Küçük küçük lokmalar aldım. Kömür ateşinde altın rengine gelene kadar kızartılmış tatlı patateslerin hoş kokulu, fındıksı ve tatlı bir lezzeti vardı.
- Özellikle sim ağacından elde edilen kömürde pişirilmiş yabancı çeşitleri olmak üzere, fırında pişmiş patatesi çok seviyor. Ancak pirinçle karıştırılmış kuru patateslere karşı hâlâ temkinli.
Annem, büyükannemden bahsederken gözleri yaşlarla doldu. Kuru odunların ve taze yaprakların yanına, uzaktaki ve yakındaki tarlalara, ay ışığı altında flüt seslerine ve sessiz öğle vaktinde pirinç döven havanın sesine dönen çocuklar gibiydik.
Avluya çıktım. Kuyunun yanına bir pompa yerleştirilmişti ve eski kova hala çay ağacının bir dalında asılı duruyordu.
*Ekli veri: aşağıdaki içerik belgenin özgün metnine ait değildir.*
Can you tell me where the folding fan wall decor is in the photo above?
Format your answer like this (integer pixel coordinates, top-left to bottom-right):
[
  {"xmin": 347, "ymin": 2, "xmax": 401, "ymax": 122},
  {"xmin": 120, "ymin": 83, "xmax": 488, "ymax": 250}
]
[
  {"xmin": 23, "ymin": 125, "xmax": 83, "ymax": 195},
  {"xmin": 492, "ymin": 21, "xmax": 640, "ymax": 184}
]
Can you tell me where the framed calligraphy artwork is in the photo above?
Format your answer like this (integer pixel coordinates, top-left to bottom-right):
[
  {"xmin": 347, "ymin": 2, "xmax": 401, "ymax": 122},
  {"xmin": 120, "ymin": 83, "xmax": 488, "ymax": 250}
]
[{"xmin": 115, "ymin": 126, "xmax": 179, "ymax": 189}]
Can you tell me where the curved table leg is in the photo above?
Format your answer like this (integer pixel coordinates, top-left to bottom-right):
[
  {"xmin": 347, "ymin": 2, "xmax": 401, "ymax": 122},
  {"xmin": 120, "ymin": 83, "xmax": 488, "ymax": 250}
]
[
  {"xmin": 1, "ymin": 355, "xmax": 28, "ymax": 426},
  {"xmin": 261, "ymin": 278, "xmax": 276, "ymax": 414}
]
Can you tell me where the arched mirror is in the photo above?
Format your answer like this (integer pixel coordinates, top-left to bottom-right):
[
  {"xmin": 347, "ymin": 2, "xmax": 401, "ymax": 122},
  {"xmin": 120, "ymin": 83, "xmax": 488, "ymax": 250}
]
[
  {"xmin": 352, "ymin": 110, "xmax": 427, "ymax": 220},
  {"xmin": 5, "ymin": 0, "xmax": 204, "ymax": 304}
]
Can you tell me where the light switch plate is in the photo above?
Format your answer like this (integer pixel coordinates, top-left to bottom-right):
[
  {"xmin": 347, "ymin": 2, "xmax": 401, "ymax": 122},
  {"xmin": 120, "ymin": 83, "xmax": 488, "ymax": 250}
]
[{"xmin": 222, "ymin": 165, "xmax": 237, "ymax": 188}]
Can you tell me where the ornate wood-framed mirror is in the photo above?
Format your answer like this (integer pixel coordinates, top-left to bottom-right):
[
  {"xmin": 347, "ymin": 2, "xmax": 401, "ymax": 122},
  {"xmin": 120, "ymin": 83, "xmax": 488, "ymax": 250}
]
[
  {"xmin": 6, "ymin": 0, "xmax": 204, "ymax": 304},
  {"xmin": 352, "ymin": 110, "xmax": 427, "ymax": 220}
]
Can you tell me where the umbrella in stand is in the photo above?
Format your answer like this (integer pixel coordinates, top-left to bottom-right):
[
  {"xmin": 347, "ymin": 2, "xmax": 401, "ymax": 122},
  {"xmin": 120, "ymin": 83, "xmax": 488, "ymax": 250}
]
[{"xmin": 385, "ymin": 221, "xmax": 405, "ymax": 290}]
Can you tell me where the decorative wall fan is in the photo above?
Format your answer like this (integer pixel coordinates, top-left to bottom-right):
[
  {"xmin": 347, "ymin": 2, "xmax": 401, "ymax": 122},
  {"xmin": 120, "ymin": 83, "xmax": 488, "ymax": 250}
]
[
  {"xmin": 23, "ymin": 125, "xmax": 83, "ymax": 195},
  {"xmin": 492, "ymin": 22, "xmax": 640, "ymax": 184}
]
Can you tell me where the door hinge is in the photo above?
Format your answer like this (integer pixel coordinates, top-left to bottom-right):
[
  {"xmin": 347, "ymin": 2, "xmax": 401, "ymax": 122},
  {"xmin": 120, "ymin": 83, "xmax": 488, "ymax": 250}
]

Tavuklar akşam karanlığından beri gönüllü olarak kümeslerine girmişlerdi, bacaklarını bacaklarının arasına sıkıştırmış, gözleri yarı kapalıydı...
Çok uzaklara yolculuk ettik, yine de dönüş yolculuğunu özlüyoruz. Uçsuz bucaksız ufukların hayalleri, telaşlı günlük sohbetler, ay ışığının gümüşi parıltısı saçılırken ve çocukluk bahçelerinin kokusu gözlerimizi doldururken birdenbire kayboluyor. Dönecek bir yeri olanlar ne kadar şanslı!